3) Get a MAC. It looks like you can run kernels on multiple devices with their integrated drivers. Not having one, I cannot confirm this.

nythrix's picture
the Fiddler wrote:

...Then, there's the lack of generic operators and other similar annoyances that make math code very tedious to implement...

Apparently one simple thing that could've helped here is patented.

the Fiddler's picture

2) AMD Stream 2.0 beta 4 is both CPU- and GPU-capable, so that's a viable route.

If you have a Nvidia GPU, there might be a way to hack a CPU/GPU testing environment together: first install AMD's Stream SDK (CPU only). Afterwards, install Nvidia's OpenCL-capable drivers (GPU only). If you run OpenCL now, you should get Nvidia's GPU implementation. If you wish to test with AMD's CPU implementation, simply copy the relevant dlls and exes from %Program Files%\Amd\Stream 2.0 to the test program's folder. To go back to Nvidia, simply rename AMD's OpenCL.dll to something else.

Edit: about that patent, I wouldn't worry about it too much. There's a *lot* of prior art (the oldest I could find is from 2004: http://www.codeproject.com/KB/cs/genericnumerics.aspx, but it's likely you can find even older implementations) and it probably won't hold up in court.

nythrix's picture

2) AMD Stream 2.0 beta 4 is both CPU- and GPU-capable, so that's a viable route.
Thanks for the pointer, I'll update the docs.

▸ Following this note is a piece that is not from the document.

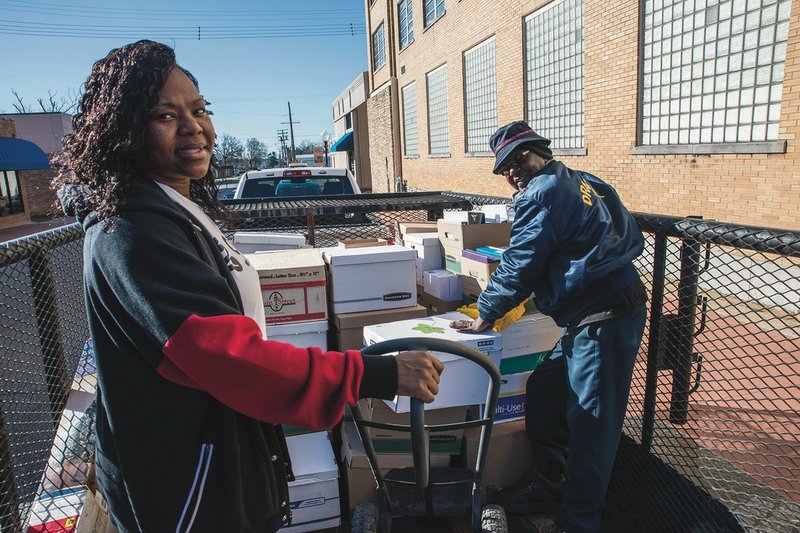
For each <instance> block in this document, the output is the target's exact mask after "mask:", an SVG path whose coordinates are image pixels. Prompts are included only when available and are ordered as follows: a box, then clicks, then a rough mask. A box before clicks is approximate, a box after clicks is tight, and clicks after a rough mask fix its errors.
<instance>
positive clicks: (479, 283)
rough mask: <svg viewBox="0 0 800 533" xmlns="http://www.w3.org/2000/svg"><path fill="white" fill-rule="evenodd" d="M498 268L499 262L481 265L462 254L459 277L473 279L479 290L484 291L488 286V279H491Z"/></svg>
mask: <svg viewBox="0 0 800 533" xmlns="http://www.w3.org/2000/svg"><path fill="white" fill-rule="evenodd" d="M498 266H500V261H494V262H490V263H483V262H480V261H476V260H474V259H470V258H469V257H466V256H464V255H463V254H462V256H461V275H462V276H469V277H471V278H474V279H475V280H476V281H477V282H478V286H479V287H480V288H481V289H485V288H486V287H487V286H488V285H489V278H491V277H492V274H493V273H494V271H495V270H497V267H498Z"/></svg>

Copying dll's here and there is a faster route, yes. But it remains an "external" procedure. I was playing with the idea of querying the CL platforms using home-baked methods. I'll reconsider it, if nVidia doesn't come up with CPU support till January.

carga's picture
viewon01 wrote:

Take a look at this sample : http://kioku.sys-k.net/archives/code/ , it is an OpenCL port of the AO Bench ;-)

Quite simple, but can be usefull to do some test.

Extremely interesting performance comparison sample!

The AOBench kernel for OpenCL has the only output parameter of type global uint * result.

1. What is the size of this array for default picture size 256x256? 65536 I guess, isn't it?

2. How should I interpret this uint[] output to reproduce the picture? I am able to get it using AOBench for C#, and I wish to reproduce it for OpenCL implementation as well (just to be sure that both results are exactly identical).

After this step I will be ready to contribute AOBenchTest for Cloo (if anybody interested =) ).

Best regards,
Anton.

PS What is about Cloo 0.3.x announced a few days ago?